Most opening books claim to maintain the advantage for White and equalize for Black. This is slightly different than winning and drawing.
Most of the incentive to write this way is the psychology of selling. Nobody wants to buy a book on how to draw against a lower rated player. You higher rating should make this act trivial. Winning is your objective, so that is a key word they try to put into titles.
Since White starts with the initiative, White can choose a line which end in a lot of draws. These line normally have "exchange" in them: QGD Exchange variation, Slav Exchange Variation, and French Exchange Variation.
"The turning point in my career came with the realization that Black should play to win instead of just steering for equality." Bobby Fischer.
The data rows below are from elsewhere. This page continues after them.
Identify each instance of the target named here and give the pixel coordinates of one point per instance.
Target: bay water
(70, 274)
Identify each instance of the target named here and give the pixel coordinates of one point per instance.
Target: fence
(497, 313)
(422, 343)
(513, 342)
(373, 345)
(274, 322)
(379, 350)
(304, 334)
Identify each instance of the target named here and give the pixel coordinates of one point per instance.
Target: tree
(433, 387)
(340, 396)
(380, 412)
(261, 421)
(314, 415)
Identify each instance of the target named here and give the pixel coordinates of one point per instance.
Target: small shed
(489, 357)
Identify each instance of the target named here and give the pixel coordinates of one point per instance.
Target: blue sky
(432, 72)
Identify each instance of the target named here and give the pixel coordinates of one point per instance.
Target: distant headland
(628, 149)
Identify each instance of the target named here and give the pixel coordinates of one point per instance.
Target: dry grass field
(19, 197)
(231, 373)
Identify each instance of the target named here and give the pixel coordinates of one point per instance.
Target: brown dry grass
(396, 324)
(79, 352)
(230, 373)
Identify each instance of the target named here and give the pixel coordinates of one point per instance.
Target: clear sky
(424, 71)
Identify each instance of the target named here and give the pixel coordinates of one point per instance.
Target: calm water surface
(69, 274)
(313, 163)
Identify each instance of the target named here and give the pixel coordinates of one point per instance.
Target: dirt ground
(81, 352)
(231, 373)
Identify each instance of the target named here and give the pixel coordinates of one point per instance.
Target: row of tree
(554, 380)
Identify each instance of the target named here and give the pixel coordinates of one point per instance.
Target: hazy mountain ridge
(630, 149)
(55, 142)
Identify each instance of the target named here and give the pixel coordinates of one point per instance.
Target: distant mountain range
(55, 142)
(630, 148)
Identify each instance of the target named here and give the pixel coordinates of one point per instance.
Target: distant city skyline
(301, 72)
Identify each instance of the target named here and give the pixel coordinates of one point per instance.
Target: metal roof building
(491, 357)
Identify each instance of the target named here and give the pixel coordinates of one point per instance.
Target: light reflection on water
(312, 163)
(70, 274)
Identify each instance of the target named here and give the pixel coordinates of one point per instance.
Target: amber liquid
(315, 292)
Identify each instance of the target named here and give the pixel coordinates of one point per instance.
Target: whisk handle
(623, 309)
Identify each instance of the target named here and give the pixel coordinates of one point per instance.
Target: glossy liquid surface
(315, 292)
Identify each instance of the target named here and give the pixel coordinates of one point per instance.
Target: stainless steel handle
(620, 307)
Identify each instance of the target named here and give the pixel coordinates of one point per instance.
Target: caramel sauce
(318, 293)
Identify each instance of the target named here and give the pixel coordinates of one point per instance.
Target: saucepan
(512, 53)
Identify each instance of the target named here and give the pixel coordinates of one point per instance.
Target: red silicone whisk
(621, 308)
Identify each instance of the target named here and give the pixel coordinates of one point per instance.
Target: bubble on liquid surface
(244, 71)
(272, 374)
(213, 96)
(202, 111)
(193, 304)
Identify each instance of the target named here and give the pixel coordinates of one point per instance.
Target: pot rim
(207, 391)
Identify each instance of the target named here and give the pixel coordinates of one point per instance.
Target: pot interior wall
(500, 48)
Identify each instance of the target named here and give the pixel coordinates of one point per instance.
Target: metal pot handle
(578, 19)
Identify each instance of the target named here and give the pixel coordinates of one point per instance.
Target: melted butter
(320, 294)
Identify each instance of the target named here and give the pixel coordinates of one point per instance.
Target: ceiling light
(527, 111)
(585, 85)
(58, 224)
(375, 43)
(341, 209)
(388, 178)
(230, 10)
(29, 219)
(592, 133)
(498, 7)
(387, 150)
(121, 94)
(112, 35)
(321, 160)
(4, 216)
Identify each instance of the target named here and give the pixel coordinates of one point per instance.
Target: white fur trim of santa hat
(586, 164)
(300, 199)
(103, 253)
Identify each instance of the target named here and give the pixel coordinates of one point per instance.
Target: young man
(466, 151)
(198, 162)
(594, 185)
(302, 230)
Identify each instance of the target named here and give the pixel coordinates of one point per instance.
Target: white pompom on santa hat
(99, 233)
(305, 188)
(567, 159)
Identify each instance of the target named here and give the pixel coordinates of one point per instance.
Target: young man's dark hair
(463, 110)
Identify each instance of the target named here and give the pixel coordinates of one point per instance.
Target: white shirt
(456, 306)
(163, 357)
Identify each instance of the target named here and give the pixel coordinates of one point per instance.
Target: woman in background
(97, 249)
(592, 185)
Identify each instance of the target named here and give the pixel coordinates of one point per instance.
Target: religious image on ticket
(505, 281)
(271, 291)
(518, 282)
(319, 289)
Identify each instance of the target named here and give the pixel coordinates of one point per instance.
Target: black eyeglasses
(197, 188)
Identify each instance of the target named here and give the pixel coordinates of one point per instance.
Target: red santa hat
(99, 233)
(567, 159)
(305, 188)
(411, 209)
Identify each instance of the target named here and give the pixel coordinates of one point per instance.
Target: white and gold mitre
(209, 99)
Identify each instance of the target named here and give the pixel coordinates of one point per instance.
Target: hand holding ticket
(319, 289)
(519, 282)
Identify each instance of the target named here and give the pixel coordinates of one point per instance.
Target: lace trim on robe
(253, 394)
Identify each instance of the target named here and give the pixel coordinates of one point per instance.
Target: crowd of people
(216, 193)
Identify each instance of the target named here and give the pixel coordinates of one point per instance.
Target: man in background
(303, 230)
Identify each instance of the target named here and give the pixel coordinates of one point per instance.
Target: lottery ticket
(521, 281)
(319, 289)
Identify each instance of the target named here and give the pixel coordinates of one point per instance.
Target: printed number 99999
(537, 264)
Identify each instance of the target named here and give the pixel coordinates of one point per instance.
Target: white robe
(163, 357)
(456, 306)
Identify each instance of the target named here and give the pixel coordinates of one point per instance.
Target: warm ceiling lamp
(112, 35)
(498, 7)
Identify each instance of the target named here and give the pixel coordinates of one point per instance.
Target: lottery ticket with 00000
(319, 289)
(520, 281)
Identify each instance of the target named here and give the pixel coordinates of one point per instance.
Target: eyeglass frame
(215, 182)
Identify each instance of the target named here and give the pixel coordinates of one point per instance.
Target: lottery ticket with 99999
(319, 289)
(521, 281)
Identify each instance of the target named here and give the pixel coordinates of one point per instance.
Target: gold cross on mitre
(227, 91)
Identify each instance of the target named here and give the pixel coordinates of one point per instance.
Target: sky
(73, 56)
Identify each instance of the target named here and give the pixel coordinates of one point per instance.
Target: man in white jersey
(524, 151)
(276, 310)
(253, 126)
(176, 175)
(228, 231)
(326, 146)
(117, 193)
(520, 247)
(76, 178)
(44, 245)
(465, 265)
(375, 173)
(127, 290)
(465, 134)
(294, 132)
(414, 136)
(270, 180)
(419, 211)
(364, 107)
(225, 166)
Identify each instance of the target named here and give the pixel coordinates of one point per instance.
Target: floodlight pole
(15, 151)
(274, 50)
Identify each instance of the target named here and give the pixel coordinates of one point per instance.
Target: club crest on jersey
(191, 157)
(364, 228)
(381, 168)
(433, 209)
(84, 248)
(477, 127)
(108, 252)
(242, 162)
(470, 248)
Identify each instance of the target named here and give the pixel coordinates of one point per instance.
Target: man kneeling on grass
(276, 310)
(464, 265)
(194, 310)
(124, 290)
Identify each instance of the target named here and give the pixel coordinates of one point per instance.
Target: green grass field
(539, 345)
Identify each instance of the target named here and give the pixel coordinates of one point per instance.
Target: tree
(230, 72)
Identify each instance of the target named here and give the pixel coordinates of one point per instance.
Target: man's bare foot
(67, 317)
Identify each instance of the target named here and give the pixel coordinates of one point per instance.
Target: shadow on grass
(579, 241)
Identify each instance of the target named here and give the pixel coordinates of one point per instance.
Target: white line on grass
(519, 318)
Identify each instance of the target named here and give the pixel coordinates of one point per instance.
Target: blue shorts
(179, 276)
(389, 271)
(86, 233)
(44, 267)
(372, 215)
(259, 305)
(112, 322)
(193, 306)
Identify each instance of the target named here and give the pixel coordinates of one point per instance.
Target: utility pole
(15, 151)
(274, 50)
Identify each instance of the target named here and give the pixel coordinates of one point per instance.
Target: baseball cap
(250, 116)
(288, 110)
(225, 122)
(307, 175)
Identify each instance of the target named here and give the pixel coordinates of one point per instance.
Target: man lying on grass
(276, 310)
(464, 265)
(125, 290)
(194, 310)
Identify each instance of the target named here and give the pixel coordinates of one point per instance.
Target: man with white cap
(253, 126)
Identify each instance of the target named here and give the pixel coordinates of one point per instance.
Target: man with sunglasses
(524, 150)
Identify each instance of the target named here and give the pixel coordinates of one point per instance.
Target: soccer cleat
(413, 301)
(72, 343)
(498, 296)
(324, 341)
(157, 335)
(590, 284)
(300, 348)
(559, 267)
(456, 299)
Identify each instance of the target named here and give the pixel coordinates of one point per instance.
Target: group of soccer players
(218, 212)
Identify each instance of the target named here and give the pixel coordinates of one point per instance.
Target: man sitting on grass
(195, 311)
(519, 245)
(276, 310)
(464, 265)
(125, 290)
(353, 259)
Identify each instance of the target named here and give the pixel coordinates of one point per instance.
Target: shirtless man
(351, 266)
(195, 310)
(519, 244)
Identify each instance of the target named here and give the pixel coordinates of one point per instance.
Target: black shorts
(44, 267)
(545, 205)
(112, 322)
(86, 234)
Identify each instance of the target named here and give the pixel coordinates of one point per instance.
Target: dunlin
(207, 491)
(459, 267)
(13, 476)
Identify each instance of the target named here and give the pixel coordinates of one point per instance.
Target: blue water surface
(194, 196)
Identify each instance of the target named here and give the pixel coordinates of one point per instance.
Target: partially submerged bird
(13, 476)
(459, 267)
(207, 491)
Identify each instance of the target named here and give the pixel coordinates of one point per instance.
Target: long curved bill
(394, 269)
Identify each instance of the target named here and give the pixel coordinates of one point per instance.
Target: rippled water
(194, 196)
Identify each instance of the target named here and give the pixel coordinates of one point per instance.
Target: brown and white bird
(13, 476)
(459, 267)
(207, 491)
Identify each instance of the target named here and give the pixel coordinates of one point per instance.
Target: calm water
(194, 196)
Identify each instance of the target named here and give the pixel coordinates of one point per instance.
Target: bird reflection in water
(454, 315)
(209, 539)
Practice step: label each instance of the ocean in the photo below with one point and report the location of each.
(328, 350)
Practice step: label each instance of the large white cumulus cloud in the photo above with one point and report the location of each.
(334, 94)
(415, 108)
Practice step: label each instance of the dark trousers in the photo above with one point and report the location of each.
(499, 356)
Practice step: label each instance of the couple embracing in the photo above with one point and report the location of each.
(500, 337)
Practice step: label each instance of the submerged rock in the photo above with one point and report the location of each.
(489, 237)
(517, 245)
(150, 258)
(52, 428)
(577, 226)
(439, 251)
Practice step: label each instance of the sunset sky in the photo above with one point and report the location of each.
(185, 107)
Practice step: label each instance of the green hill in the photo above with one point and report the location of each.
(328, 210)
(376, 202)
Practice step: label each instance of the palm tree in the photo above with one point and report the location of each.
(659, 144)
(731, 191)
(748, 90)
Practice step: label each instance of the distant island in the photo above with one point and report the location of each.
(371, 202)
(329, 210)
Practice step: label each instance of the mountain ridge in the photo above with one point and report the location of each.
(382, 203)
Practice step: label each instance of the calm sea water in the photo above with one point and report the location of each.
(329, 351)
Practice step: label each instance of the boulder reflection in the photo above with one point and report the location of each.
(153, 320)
This lesson should have encouraged editors to have put winning in both repertoire book titles.
There is some risk aversion psychology that could be used in selling books. The Safest Sicilian by Delchev and Semkov is aimed at players who don't want to get into the hair-raising tactics of a normal Sicilian. The Closed Sicilian has the same objective from White's point-of-view. Petrosian and Giri have mastered this safety first approach. (Capablanca may belong in this group.)
The general consensus is that below a rating of 2000, you should not study openings more than to reach a playable middlegame without falling into an opening trap. My personal feeling is that these opening books forget to include the line which puts up the most resistance. It would be better to get someone who knows the line to explain them to you or to play against a computer just to find all of the inferior moves.